If you’ve been looking for a waterproof jacket, you may have noticed that there are many options to choice from. Jackets can range from water resistant to all different levels of waterproof ratings. We’ll explain how waterproof ratings are measured and help you understand how to compare waterproof jackets in this post.
Whether you’re looking for a lightweight waterproof jacket for your spring and summer hikes or a waterproof ski jacket, all major brands like The North Face, Marmot, Mountain Hardwear and Columbia Sportswear will list the waterproof rating in millimeters. But how is that measured and what does it mean?
How Waterproof Rating Are Measured
To find the waterproof rating of a jacket the manufacturer will take a piece of the fabric and stretch it out flat. A one square inch tube is then placed on top of the fabric and it is filled with water. Almost any fabric will allow water to penetrate it after a prolonged exposure and under increased pressure. The number in the waterproof rating is the number of millimeters of water it takes in the one square inch tube over a 24 hour period before the fabric allows water to pass through.

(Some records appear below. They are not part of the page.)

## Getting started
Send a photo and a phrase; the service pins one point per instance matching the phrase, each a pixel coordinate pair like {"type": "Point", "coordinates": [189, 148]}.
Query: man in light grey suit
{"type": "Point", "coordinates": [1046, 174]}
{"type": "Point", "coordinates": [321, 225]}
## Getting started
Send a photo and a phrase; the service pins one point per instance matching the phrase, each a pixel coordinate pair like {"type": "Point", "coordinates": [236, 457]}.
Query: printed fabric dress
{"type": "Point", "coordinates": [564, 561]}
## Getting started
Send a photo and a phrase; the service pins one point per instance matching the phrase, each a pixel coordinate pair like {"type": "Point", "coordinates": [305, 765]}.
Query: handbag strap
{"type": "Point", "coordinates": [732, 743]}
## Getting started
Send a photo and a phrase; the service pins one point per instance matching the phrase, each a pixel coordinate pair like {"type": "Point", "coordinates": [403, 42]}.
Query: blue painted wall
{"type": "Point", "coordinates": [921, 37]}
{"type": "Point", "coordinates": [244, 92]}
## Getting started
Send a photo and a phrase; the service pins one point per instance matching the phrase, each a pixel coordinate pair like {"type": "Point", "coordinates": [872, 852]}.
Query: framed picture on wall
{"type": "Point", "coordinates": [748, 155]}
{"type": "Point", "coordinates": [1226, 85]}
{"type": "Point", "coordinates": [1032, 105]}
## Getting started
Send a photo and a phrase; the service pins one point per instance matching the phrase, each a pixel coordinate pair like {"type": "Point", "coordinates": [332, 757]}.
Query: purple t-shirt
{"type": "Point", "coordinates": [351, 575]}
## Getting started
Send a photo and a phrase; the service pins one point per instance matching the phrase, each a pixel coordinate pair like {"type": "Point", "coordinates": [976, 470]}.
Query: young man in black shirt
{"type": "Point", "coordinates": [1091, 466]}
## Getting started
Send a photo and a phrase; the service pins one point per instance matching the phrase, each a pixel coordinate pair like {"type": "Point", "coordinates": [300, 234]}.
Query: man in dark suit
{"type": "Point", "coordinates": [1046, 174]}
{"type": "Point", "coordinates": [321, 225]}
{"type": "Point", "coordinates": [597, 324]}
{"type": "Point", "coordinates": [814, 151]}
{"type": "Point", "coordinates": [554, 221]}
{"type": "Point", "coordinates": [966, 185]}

How to Compare Waterproof Jackets
Using the waterproof ratings described above, you know that the larger the number the more waterproof a jacket is. A 5,000 mm waterproof jacket will keep water out for a while but a 20,000 mm jacket will be able to withstand a much larger storm. Therefore, I would suggest buying the jacket with the highest rating in your price range but you’ll also want to take weight, style and breathability into consideration.
What Do Waterproof Ratings Mean?
We said the higher the waterproof rating the better but if you’re wondering what level of waterproof rating you should look for, refer to the chart below.
5,000 mm = You’ll stay dry in a light rain or a dry snow.
10,000 mm = You’ll stay dry in a moderate rain storm or snow fall.
20,000 mm = You’ll stay dry in a heavy downpour or in wet snow conditions.